Abstract

Five gamma-aminobutyric acid (GABA)-rho subunits were cloned from a white perch retinal cDNA library and expressed in Xenopus oocytes. The deduced amino acid sequences indicated that all are highly homologous to the GABA-rho subunits cloned from mammalian retinas; two clones (perch-rho 1A and perch-rho 1B) were in the rho 1 family, two (perch-rho 2A and perch-rho 2B) were in the rho 2 family, and one clone has been tentatively identified as a perch-rho 3 subunit. When expressed in Xenopus oocytes, all but one of the subunits (rho 3) formed functional homooligomeric receptors. However, the receptors expressed by each of the GABA-rho subunits displayed unique response properties that distinguished one from the other.
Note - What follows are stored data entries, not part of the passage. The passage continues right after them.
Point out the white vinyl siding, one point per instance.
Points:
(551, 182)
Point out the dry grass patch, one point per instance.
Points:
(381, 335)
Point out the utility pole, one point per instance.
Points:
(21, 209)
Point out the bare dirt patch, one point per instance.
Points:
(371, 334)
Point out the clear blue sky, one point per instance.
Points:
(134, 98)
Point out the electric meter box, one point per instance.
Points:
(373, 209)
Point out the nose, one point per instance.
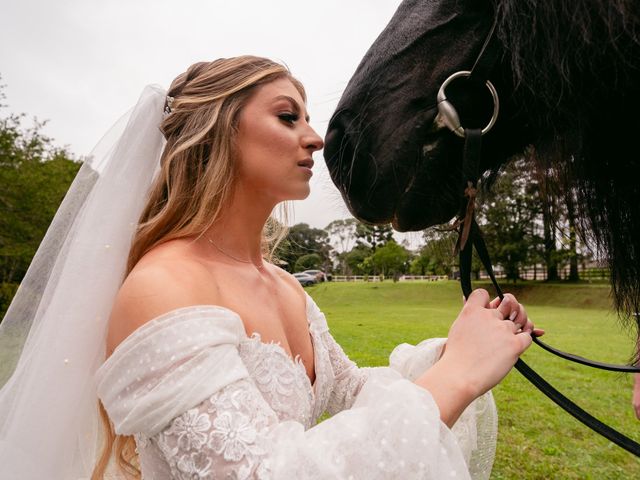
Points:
(312, 141)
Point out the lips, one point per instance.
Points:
(307, 163)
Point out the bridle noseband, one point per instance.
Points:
(470, 236)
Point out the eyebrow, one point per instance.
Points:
(293, 102)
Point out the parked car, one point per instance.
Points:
(318, 274)
(305, 279)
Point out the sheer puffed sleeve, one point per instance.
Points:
(213, 422)
(475, 430)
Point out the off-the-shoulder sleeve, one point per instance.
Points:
(152, 386)
(475, 430)
(392, 431)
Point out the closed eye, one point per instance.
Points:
(289, 118)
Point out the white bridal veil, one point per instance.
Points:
(52, 339)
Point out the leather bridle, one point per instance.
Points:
(470, 236)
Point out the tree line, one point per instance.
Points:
(525, 223)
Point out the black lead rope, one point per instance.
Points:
(470, 236)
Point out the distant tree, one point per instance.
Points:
(373, 236)
(304, 240)
(508, 215)
(34, 177)
(342, 234)
(310, 261)
(390, 259)
(354, 261)
(437, 252)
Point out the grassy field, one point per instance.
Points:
(536, 439)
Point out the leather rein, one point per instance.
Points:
(470, 236)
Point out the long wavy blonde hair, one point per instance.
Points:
(196, 180)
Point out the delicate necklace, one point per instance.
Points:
(233, 257)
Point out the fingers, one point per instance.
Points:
(478, 298)
(525, 340)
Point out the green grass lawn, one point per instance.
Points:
(536, 439)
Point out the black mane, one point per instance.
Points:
(576, 71)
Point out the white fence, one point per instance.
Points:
(377, 278)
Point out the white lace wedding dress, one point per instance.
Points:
(205, 401)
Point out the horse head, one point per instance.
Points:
(568, 78)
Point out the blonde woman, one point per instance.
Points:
(218, 365)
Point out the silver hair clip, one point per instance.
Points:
(167, 105)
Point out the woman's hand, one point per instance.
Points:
(483, 344)
(486, 340)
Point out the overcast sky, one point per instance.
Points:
(81, 64)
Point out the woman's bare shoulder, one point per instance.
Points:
(289, 280)
(165, 279)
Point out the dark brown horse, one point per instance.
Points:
(568, 76)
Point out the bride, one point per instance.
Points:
(208, 361)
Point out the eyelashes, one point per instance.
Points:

For example, receptors formed by perch-rho 1B subunits were more sensitive to GABA than the receptors formed by other GABA-rho subunits, the dose-response curves for the various receptors revealed different Hill coefficients, and there were differences in the kinetics of the GABA-induced currents. In addition, the GABA-mediated current-voltage curve for rho 2 receptors was approximately linear, whereas the responses from rho 1 receptors showed outward rectification. A further division in the properties of the GABA-rho subunits was revealed in their responses to imidazole-4-acetic acid (I4AA); the drug behaved as an antagonist on A-type rho receptors and a partial agonist on the B-type rho receptors. These results suggest that there is a large diversity of GABAC receptors in the vertebrate retina, probably formed by homooligomeric and heterooligomeric combinations of GABA rho subunits, that exhibit different functional properties.